🤖 AI Summary
Existing clustering comparison methods struggle to effectively assess the agreement between clustering results containing overlapping clusters and outliers and ground-truth labels, often yielding misleading evaluations due to structural biases. This work presents the first systematic approach to measuring clustering similarity tailored for such complex scenarios, integrating set-matching principles with information-theoretic concepts. The proposed measure is rigorously defined and satisfies several desirable theoretical properties. Comprehensive theoretical analysis and extensive experiments demonstrate its superior robustness and fairness, significantly mitigating the evaluation bias inherent in conventional metrics when confronted with overlapping structures and outliers.

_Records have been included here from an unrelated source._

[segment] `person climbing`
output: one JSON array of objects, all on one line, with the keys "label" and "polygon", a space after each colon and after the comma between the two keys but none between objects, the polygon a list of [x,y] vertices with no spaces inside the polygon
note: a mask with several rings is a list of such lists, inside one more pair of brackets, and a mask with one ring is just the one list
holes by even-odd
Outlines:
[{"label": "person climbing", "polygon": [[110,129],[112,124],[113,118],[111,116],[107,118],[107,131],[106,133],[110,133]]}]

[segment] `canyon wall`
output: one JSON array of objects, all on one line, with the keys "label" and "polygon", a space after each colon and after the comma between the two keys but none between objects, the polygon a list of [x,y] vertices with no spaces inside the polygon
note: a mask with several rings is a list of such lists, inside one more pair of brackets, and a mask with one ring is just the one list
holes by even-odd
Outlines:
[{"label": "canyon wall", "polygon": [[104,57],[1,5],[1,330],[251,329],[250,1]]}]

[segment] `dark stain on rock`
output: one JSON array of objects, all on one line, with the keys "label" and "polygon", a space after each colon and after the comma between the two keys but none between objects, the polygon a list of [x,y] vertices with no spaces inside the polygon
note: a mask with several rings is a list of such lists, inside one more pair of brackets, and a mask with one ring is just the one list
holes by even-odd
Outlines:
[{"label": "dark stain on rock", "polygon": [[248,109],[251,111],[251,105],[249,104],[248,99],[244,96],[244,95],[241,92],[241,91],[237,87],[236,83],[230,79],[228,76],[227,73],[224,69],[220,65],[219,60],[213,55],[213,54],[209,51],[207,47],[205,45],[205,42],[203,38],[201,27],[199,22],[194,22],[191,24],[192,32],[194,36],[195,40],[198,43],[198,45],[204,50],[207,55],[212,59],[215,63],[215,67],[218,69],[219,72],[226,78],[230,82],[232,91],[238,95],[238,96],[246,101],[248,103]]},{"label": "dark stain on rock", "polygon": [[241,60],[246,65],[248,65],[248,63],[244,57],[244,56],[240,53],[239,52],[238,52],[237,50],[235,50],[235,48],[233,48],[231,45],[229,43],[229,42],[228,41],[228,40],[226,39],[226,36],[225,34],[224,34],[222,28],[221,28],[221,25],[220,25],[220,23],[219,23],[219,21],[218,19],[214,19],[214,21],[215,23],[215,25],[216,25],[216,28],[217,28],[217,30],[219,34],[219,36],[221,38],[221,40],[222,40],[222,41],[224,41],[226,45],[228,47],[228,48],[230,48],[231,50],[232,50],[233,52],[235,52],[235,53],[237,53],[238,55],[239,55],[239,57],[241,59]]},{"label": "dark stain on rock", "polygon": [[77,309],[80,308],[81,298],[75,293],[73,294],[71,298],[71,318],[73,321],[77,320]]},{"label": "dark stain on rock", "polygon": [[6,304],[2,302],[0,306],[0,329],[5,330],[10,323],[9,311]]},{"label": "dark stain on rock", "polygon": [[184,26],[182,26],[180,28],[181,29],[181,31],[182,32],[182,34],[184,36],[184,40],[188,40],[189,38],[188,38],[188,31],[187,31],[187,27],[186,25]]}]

This method thus provides a reliable tool for the quantitative comparison of complex clustering outcomes.
📝 Abstract
Clustering algorithms are an essential part of the unsupervised data science ecosystem, and extrinsic evaluation of clustering algorithms requires a method for comparing the detected clustering to a ground truth clustering. In a general setting, the detected and ground truth clusterings may have outliers (objects belonging to no cluster), overlapping clusters (objects may belong to more than one cluster), or both, but methods for comparing these clusterings are currently undeveloped. In this note, we define a pragmatic similarity measure for comparing clusterings with overlaps and outliers, show that it has several desirable properties, and experimentally confirm that it is not subject to several common biases afflicting other clustering comparison measures.